Ich verlieh, nachdem ich das Gespräch beendet hatte, meinem Gedanken Ausdruck, indem ich sagte:

»Die armen Dinger werden gekidnappt, an die Nadel gehängt, für drei oder vier Filme missbraucht und dann – hm, entsorgt. Der Kerl, der die Filme produziert, muss verhindern, dass sie ins normale Leben zurückkehren, clean werden und bei der Polizei eine Aussage machen. Wir müssen damit rechnen, dass in nächster Zeit weitere Frauen verschwinden. Außerdem sollten wir uns mal um die Vermisstenanzeigen kümmern, die in den vergangenen Wochen bei der Polizei eingegangen sind.«

Gesagt, getan.

Wenig später wussten wir Bescheid. Innerhalb der letzten vier Wochen waren insgesamt fünf Frauen um die zwanzig bei der Polizei als vermisst gemeldet worden. Es handelte sich um Frauen aus gutbürgerlichen Verhältnissen, und jede von ihnen war verteufelt hübsch. In drei Fällen waren die Vermisstenanzeigen zurückgezogen worden. Im Falle einer der jungen Frauen, ihr Name war Jenny Bannister, rief ich deren Eltern an. Der Vater wollte mir erst keine Auskunft erteilen. »Die Sache hat sich erledigt«, sagte er. »Jenny hat uns einen Brief geschrieben. Ihr geht es gut. Sie hatte das Leben, das sie führte, einfach satt. Nun, jeder ist seines Glückes Schmied. Wenn meine Tochter meint …«

Ich ahnte es bereits. »Lag dem Brief eine DVD bei?«

Am anderen Ende der Leitung herrschte betroffenes Schweigen.

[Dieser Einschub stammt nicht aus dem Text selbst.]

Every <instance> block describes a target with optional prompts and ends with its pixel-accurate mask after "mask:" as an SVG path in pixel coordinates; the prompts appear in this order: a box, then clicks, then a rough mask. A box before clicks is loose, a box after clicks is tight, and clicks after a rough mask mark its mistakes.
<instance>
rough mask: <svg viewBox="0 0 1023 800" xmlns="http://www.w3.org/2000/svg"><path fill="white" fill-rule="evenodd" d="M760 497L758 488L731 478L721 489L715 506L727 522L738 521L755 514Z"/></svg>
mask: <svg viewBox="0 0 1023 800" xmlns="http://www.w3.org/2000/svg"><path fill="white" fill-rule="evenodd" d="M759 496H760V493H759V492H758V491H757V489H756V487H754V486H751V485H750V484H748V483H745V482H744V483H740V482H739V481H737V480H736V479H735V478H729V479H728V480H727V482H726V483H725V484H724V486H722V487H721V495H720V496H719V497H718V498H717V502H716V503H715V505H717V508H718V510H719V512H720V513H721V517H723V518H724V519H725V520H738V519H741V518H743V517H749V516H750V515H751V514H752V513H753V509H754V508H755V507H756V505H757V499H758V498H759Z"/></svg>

»Antworten Sie«, drängte ich.

»Ja«, presste der Mann hervor. Seine Stimme hörte sich an wie fernes Donnergrollen. Hart sagte er: »Ich will mit meiner Tochter nichts mehr zu tun haben. Meine Frau und ich haben sie im christlichen Glauben erzogen und …«

Ich unterbrach Jim Bannister, indem ich sagte: »Ihre Tochter war nicht mehr sie selbst, als sie diesen Film drehte. Man hat die jungen Frauen vom Heroin abhängig gemacht. Und als sie so weit waren, dass sie für einen Schuss ihre Seele dem Teufel verkauft hätten, hat man mit ihnen diese Schmuddelfilme gedreht.«

»Dann hat Jenny also nicht freiwillig …«

»Nein.« Ich machte eine kurze Pause. Was ich jetzt sagen musste, gefiel mir ganz und gar nicht. Als ich begann, hatte ich das Gefühl, dass die Worte in meinem Mund tonnenschwer wogen. Ich sagte: »Wir haben zwei der Mädchen gefunden. Sie waren tot. Weitere sind vermisst. In einigen Fällen, wie auch im Falle Ihrer Tochter, wurden die Vermisstenanzeigen zurückgezogen. Das bezweckten die Gangster mit den Briefen und den Filmen.«

»O mein Gott! Dann – dann kann es sein, dass Jenny schon gar nicht mehr lebt.«

»Wir wollen den Teufel nicht an die Wand malen.«

»Sie – Sie müssen alles tun, um meine Tochter zu finden.«

»Wir tun unser möglichstes. Wir kommen in einer Stunde bei Ihnen vorbei, um den Film und den Brief abzuholen. Ist das in Ordnung?«

»Ja.«

Nachdem wir den Film geholt hatten, schauten wir ihn uns an. Die zweite Hauptrolle spielte ein Mann um die dreißig. Es war derselbe Bursche, der auch in dem Film mit Kim Gilroy mitwirkte. Es gab sogar einen Vorspann. Als Regisseur war ein Bursche namens Jack Mortimer genannt.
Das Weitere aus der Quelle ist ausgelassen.